Lewis eventually bought a fine sound system, board, amp, speakers, the works. He practiced evenings in a rental storage unit and played weekends wherever he’d find a place. He met a guy who played electric guitar and he was likely to go electric himself.

My son and his wife got to Belfast a couple years ago. He and his brother, my girlfriend and I previously had gotten as close as Sligo. But back in the 90s the ‘Troubles; were still going full tilt boogie, and I wasn’t going to take my sons into that mess. County Clare has a bit of that story in it. The reason I mention Belfast is that’s Van Morrison’s hometown, and I’ve always marveled how well he’s used his growing up there in his music, which he’s surely done. White boys in America who ‘borrow’ from our African American brothers get a bad rap. But what the Brits (and occasional Mick) have done with the blues hasn’t been disputed. Not by me, anyway. It’s not what you borrow, but what you do with it.
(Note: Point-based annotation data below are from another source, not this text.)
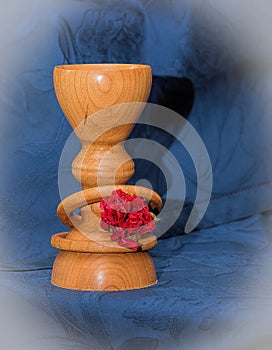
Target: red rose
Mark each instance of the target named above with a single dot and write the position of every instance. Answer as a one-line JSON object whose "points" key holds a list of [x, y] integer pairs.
{"points": [[125, 215]]}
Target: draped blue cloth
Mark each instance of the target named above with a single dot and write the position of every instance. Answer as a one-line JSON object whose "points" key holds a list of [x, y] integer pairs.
{"points": [[204, 70]]}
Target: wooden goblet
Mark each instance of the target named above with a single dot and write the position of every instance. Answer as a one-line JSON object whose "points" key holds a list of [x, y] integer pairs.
{"points": [[99, 102]]}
It takes my partner to say she thinks Van Morrison has a solid blues voice. Right as always. I did think he muffed the stage dancing, but his growling lyrics I’ll find time for any day.

I had an OK tenor back then, and Lewis could sing anything. I’d sing above his lead, and we sounded tight. But five years after I’d landed in Florida, I packed the Ryder truck, put my three year old in the front seat and left the land of palms and retired Ohioans for a life in Northern Virginia. I regretted leaving Lewis, but he soon headed out to Oregon, so he didn’t hang around either. We’ve lost track of each other sad to say. Looking back, I don’t regret staying with architecture as a life’s work, but I do miss the music. And I miss knowing Lewis.

We’re granted only what we have, whether it’s what we need is the question. Mick had it all wrong.